I am on a roll with Greek food. No matter where I go I seek out Greek restaurants hoping that they will have an old Greek granny in the kitchen making traditional Greek food.
Unfortunately more often than not I am disappointed. One of the best Greek restaurants I have ever been to was actually not in Greece. It was in Balmain in Sydney and was called Artemis’s Village.
For many years it was my favourite restaurant. I felt like I was having dinner at my Greek friends house eating proper “home cooking”.
Great Spanakopita (spinach and cheese pie) and Tiropita (cheese pie), amazing Saganaki prawns (large fresh prawns in a garlicky tomato sauce with chunks of feta dotted through) and Gemista (stuffed veg).
Unfortunately Artemis (the Greek mama in the kitchen) retired and the family sold the restaurant. It was taken over but was never the same….sob sob.

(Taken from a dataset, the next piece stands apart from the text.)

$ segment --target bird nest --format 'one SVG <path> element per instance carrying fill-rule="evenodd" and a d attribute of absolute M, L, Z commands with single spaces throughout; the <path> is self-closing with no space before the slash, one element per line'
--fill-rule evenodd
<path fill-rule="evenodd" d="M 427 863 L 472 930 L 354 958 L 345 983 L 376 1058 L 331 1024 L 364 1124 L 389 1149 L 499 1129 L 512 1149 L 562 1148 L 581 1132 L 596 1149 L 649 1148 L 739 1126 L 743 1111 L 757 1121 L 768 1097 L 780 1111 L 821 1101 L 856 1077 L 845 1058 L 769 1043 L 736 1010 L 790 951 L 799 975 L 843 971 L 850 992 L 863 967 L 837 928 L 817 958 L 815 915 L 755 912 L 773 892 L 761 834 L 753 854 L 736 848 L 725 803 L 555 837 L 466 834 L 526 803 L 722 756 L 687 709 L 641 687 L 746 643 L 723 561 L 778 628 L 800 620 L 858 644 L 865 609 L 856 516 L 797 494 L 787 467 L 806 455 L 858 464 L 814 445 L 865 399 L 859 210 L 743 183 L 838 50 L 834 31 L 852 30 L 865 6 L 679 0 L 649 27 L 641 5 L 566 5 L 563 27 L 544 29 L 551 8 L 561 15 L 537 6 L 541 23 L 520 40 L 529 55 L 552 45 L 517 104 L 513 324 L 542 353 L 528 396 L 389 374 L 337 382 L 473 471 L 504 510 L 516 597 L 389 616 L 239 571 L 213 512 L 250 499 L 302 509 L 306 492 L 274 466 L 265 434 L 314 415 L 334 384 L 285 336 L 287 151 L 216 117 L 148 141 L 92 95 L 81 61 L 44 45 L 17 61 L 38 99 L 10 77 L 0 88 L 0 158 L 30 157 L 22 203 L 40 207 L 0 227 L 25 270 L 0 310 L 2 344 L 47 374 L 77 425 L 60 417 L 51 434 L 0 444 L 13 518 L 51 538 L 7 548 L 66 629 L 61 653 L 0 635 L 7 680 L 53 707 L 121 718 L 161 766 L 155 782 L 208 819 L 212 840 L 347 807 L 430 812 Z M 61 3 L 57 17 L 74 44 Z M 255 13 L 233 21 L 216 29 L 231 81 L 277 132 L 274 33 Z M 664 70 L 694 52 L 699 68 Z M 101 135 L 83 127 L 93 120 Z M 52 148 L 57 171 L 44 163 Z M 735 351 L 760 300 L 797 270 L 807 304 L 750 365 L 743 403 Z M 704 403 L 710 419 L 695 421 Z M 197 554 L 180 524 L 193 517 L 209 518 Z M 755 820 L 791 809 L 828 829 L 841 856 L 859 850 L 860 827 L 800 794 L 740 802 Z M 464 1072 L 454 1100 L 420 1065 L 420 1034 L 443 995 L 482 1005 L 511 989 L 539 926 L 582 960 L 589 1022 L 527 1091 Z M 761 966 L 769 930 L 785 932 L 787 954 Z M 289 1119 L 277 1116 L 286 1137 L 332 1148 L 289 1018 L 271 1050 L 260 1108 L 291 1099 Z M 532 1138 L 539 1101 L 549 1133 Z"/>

I judge all Greek restaurants on the quality of their Gemista.
Firstly I will not even bother going into the restaurant unless they have Gemista and secondly it must be vegetarian – why do some restaurants put mince in their stuffed veg – yuck!
I have successfully made stuffed tomatoes many times before but have been unsuccessful with my stuffed peppers. So I had a little google search the other day and scanned a few recipes. One thing I picked up from my searches was once the peppers were stuffed and put in the oven a glass of water was added to the roasting dish. This makes the peppers nice and soft and also prevents them burning.
With this new piece of culinary genius I had to tackle stuffed peppers one more time.
Ingredients
8 large ripe tomatoes (6 for stuffing and 2 for the sauce)
2 large courgettes
6 small to medium peppers (I used red and yellow ones)
2 medium brown onions
4 large cloves of garlic
1 large glass of dry white wine
Small bunch of flat leaf parsley
Handful of fresh mint leaves
Approx 1 dessert spoon of fresh thyme leaves
250 grams of Arborio rice
Salt and Pepper
Olive oil
Pre heat oven to 190 degrees celsius.
Finely dice onions and garlic and saute in a heavy based pan with about 4 tablespoons of olive oil and a pinch of salt.
Cut the “bums” off 6 of the tomatoes to make a lid, scrape out the insides of the tomatoes and add to a bowl.
Sprinkle with salt and leave upside down on a plate.
Cut the tops off the peppers and discard the seeds. Sprinkle with salt and place upside down on the plate alongside the tomatoes.
Removing the centres of the courgettes
Cut the courgettes into 3 leaving the stem on, carve out the middle of the courgette, chop and keep to the side. Sprinkle inside with salt and add to plate.
Once onions and garlic are cooked, soft and sweet with no colour add the rice and stir through until coated with oil.
Add wine and reduce.
Chop up the insides of the tomatoes and the 2 left over tomatoes and add to the pot with the chopped up courgette insides too.
Turn the heat down and simmer until the rice has cooked for about 10 mins. Try not to add water there should be enough liquid. However if it is really drying out you can add a splash of water (make sure the heat is not on too high).
The rice should be cooked but still have quite a bite too it (more of a bite than you would have with a risotto).
Finely chop the parsley and mint and add to the rice along with the thyme leaves.
Taste rice for seasoning add salt and pepper if you need.
Fill the tomatoes, peppers and courgettes with the rice mix and put the lids on the peppers and tomatoes – make sure you do not over fill the veg as the rice will continue to expand as it cooks in the oven and it may split the skins.
Pack stuffed vegetables into a ceramic dish with at least 5 cm sides.
Add a glass of water and a drizzle a good quantity of olive oil over the veg.
Pop it in the oven for 1 – 1 1/2 hours or until the peppers are soft/collapsed.
I covered mine with foil for the 1st half of the time so that it steamed too but you do not have to do this.
Serve with a green salad and a glass of chilled red wine.